Pliée en deux, Aurore Schneider fouille la terre de sa main gantée pour aller déterrer le précieux légume, qu’elle dépose dans un cageot. Serveuse en intérim, la jeune femme a troqué le plateau contre la gouge à asperges. Un outil au long manche affûté qu’elle manie pour la première fois de sa vie, au grand air et sans masque.
« Ça me permet de faire quelque chose pendant le confinement. Ça m’évite de rester à la maison. En plus, ça aide et ça me permet de gagner de l’argent », explique-t-elle. « Je tournais en rond et les journées étaient assez longues. Au bout de 15 jours, j’avais envie de sortir et c’était l’occasion d’être utile », abonde, quelques rangées plus loin, Robin Ruhlmann. Conducteur de travaux dans une entreprise fermée depuis deux semaines, il est au chômage partiel.
Dans l’exploitation de Jean-Charles Jost à Bilwisheim (Bas-Rhin), ces néo-saisonniers ont remplacé, à la suite d’un appel à l’aide lancé par les syndicats agricoles, la main-d’œuvre habituelle. Celle-ci est essentiellement étrangère et bloquée cette année aux frontières. Mais les petits nouveaux ne devraient pas suffire à sauver la saison.
« Pas la même productivité »
Franck Sander, président Fdsea du Bas-Rhin, le dit sans ambages. Si les appels de personnes offrant leurs services ont afflué ces dernières semaines vers les exploitations, « on ne va pas remplacer les saisonniers habituels, Roumains, Polonais. Ce n’est pas la même productivité. Il faut davantage les encadrer ».
Il insiste sur les indispensables précautions face au risque de propagation du Covid-19. Surtout lorsque les saisonniers, assez espacés dans les champs, travaillent ensemble sur un outil de calibrage.
Pourtant, au-delà du problème de la main-d’Ouvre, se pose surtout aux producteurs celui des débouchés. Habituellement, l’Alsace entre dans une sorte de transe au printemps. Les asperges occupent les conversations, envahissent les marchés. Les gourmets guettent le lancement des « menus asperges » dans les restaurants: veloutés d’asperges et assaisonnement avec diverses sauces.
Marchés et restaurants fermés
« D’habitude, je me fais dévaliser. Actuellement, on récolte 250 kg par jour. En poussant chez tous nos clients, on les vend mais on est seuls sur le marché », racontait, fin mars, M. Jost. Ses légumes, enracinés dans des terres sableuses, sont plus précoces que les autres asperges alsaciennes.
« Une journée normale, je fais trois tonnes par jour. Là je peine pour vendre 250 kg… L’asperge n’est pas un produit de première nécessité », analysait-il. Tout en déplorant aussi la fermeture des marchés après celle des restaurants.
Président l’association des producteurs d’asperges d’Alsace, il ne compte récolter que 30 à 40% maximum de ses légumes, faute d’un « potentiel de vente » suffisant.
René Jenner, petit producteur à Lampertheim, a décidé de récolter ses asperges avec la main-d’œuvre locale. Celle-ci s’est mobilisée pour l’aider. Il veut croire que « les gens de la ville passeront ». Mais « le point noir, ce sont les restaurants: on ne sait pas quand ils vont rouvrir ».

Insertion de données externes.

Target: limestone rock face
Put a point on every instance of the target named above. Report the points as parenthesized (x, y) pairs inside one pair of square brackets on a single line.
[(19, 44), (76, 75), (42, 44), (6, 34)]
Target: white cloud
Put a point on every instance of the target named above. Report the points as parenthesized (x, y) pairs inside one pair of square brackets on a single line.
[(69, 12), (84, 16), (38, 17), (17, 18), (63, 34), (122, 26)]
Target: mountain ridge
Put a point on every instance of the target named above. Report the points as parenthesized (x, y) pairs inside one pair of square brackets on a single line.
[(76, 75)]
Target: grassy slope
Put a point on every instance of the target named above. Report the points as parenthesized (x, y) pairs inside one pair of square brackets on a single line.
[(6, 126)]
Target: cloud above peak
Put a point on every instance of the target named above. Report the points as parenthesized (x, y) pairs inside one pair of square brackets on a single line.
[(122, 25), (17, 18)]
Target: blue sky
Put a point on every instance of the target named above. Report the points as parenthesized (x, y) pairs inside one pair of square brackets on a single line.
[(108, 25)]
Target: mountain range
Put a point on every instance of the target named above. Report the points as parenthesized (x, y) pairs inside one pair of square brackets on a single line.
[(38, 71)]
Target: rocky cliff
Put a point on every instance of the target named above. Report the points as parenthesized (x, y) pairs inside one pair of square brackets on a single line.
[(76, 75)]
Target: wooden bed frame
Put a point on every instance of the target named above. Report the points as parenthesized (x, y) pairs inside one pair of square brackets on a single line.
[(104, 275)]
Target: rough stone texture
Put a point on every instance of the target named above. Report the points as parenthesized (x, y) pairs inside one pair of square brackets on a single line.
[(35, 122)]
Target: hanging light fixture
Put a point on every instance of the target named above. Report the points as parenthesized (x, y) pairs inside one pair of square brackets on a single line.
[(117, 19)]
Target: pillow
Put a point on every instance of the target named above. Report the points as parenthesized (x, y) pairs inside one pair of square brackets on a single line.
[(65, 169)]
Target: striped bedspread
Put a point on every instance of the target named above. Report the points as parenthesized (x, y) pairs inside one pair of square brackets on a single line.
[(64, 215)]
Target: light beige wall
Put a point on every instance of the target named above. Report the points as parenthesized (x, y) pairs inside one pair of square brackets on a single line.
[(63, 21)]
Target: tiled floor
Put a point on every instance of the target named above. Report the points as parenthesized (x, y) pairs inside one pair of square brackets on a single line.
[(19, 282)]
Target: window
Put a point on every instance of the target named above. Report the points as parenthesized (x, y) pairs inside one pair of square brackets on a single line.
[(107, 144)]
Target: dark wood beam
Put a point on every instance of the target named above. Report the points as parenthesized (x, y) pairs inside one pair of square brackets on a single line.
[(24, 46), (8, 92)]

Ses collègues de la ferme Frick, à Gundolsheim (Haut-Rhin), ont pris une décision radicale. « Rien ne sera ramassé pendant la période du confinement », expliquait, il y a quelques jours, Muriel Frick. « Je ne veux pas être responsable d’avoir un employé à l’hôpital ou qui décède », justifiait-elle. Elle décrit des saisonniers fidèles, plutôt âgés, instituteurs ou gendarmes à la retraite.
Limiter les contacts
« Nous allons nous en remettre parce que nous avons un certain âge. Les investissements sont derrière nous mais des jeunes ne peuvent pas faire pareil », constatait l’agricultrice. Elle dit devoir refuser « toutes les cinq minutes » des propositions de bras d’une coiffeuse, une éducatrice, de parents ou de restaurateurs cherchant du travail pour leurs enfants ou leurs employés.
Depuis, les Frick ont changé d’avis. Ils ont été confrontés à de nombreux appels de clients fidèles désireux de venir acheter des asperges à la ferme. « On pense commencer la récolte vers le 15 avril avec quatre personnes, contre 20 habituellement. Sur un quart de la surface totale », explique Mme Frick.
Un nombre de saisonniers réduit « au strict minimum ». Ceci devrait notamment permettre de limiter les contacts dans les véhicules qui les emmèneront aux champs.